Put pages not intended for crawling in /robots.txt (especially the honeypot) (Yes, I've read the part about bad bots abusing robots.txt for finding entry points, take with a grain of salt) (sqlite.org already does that, but only for one section).
Make use of the canonical link tag on pages with highlighted lines and pages that really are other pages that are different views of some other data (i.e. individual messages in a forum thread), a good crawler can use this to find the actual, useful page and will not the non-canonical page isn't interesting -> not crawling it in the future.
Make use of the robots meta tag with the noindex and nofollow options in addition or as an alternative to robots.txt, this won't prevent a page from being crawled, but a well behaved crawler will not follow any of the links on the page and will know for future crawls that that page shouldn't be crawled.
Set and evaluate the ETag-header, this not only helps browser caches, but also save your backend from generating a response if a crawler comes back to check if content has chaged (it'll see a 304 Not Mofified and be done).
Set the crawl-delay in robots.txt, #When unset my crawler uses a round-robin queue to maximize delay between requests to any origin while still going as fast as possible without any concurrency, but if that queue becomes very short it might get fast enough to cause unwelcome load on a fossil instance with its default delay.

Now that I've written it, most of it reads like generic advice that may or may not have already been considered, if any of this has been actively decoded against I'd be interested in the reasoning.

I'll update this post as I find more, if you are interested in the crawl database, I'd be happy to provide it in full or in part.

(2) By Stephan Beal (stephan) on 2024-08-12 11:50:44 in reply to 1 [link] [source]

The relevant fossil instance is sqlite.org (I'm using sqlite so I though why not test it by letting it crawl its databases documentation).

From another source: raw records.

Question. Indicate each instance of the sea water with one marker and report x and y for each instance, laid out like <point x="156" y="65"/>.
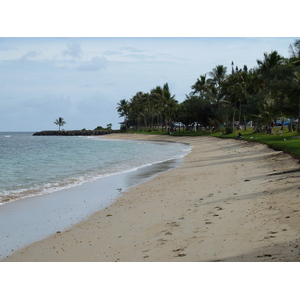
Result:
<point x="48" y="183"/>
<point x="36" y="165"/>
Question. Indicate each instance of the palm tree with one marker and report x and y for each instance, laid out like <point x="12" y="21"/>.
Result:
<point x="200" y="85"/>
<point x="60" y="122"/>
<point x="218" y="76"/>
<point x="123" y="110"/>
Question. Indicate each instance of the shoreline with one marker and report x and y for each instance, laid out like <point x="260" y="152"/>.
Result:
<point x="228" y="201"/>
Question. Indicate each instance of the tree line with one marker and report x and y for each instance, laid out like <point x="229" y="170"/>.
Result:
<point x="224" y="98"/>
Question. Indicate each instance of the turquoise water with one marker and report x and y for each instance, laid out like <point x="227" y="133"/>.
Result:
<point x="38" y="165"/>
<point x="48" y="184"/>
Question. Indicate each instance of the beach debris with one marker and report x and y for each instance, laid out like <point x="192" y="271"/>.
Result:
<point x="180" y="255"/>
<point x="120" y="189"/>
<point x="176" y="250"/>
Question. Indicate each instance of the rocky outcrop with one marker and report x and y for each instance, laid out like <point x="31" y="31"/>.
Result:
<point x="75" y="132"/>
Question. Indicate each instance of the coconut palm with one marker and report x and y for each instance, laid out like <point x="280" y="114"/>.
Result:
<point x="60" y="122"/>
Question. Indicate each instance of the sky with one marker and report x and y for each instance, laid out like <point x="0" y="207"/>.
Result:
<point x="79" y="63"/>
<point x="83" y="79"/>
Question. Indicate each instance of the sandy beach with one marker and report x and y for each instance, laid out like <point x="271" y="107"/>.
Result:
<point x="228" y="201"/>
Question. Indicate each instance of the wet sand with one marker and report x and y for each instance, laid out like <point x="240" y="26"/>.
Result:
<point x="229" y="201"/>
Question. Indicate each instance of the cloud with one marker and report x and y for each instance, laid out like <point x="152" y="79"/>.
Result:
<point x="74" y="50"/>
<point x="95" y="64"/>
<point x="30" y="54"/>
<point x="110" y="52"/>
<point x="131" y="49"/>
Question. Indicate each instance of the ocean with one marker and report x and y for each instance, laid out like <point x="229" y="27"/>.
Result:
<point x="49" y="183"/>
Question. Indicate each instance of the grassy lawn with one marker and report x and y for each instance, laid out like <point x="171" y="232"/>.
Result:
<point x="286" y="141"/>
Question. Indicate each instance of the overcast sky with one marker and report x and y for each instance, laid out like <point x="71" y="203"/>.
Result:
<point x="83" y="79"/>
<point x="47" y="72"/>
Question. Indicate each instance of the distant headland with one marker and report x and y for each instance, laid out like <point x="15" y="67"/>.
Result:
<point x="75" y="132"/>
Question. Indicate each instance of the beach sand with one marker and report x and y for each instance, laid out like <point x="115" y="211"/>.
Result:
<point x="228" y="201"/>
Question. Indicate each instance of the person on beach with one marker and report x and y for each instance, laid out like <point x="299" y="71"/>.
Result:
<point x="238" y="136"/>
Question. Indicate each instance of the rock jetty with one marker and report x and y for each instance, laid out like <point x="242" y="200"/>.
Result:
<point x="75" y="132"/>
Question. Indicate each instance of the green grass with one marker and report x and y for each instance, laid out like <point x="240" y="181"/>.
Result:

Crawling the static sqlite.org site should pose no particular issues for you vis-a-vis fossil, but its web server (althttpd) does have some small amount of anti-spider protection. Its own robots.txt is very permissive. Crawling the /src or /docsrc sites, though, both of which are fossil instances, will prove difficult for any bot, well-behaved or not.

Note that fossil does not currently support a robots.txt. It relies on the underlying web server, if any, to do host that.

depsite best efforts to prevent this, my crawler found links like ...

Unfortunately, the documentation and forum posts have double-digit-years' worth of links like that. The new redirect-to-login behavior, however, is only a few weeks old. Many such links cannot be reformulated in ways which will not trigger the login-redirect and no effort is currently being made (or planned) to weed out and rewrite those links which could be made bot-/guest-friendly.

My recommendations as the developer of a friendly crawler: ...

By and large, we don't want bots crawling fossil repositories.

To help put the "why?" of that into perspective: the canonical sqlite documentation repository is now roughly 46MB, but contains 616MB of individual artifacts, meaning that any robot which starts to crawl it will eventually suck down a bare minimum of 616MB of bandwidth, not counting links which generate dynamic content (namely diffs). For the corresponding source repo, those values are approximately 490MB and 11GB, respectively. For fossil's own repository those values are approximately 147MB and 7.1GB, respectively.

Given the number of bots scouring the network, that's an untenable load for the hoster.

A counter-recommendation: the anti-robot settings in fossil are opt-in at the repository level, meaning that you, the bot hoster, can clone the repository and then crawl that to your heart's content, using up your own bandwidth and CPU time instead of the upstream server's.

There are countless bots on the net now (IIRC, Richard recently calculated that some 80%(?) of the sqlite.org traffic is bots), and it's the many ill-behaved ones which drive the need to limit access. (Trivia: that's also the reason we use a custom-written forum software, rather than a mailing list - bot/spam traffic became uncontrollable on the mailing list.)

(3) By Slatian (slatian) on 2024-08-12 16:53:28 in reply to 2 [link] [source]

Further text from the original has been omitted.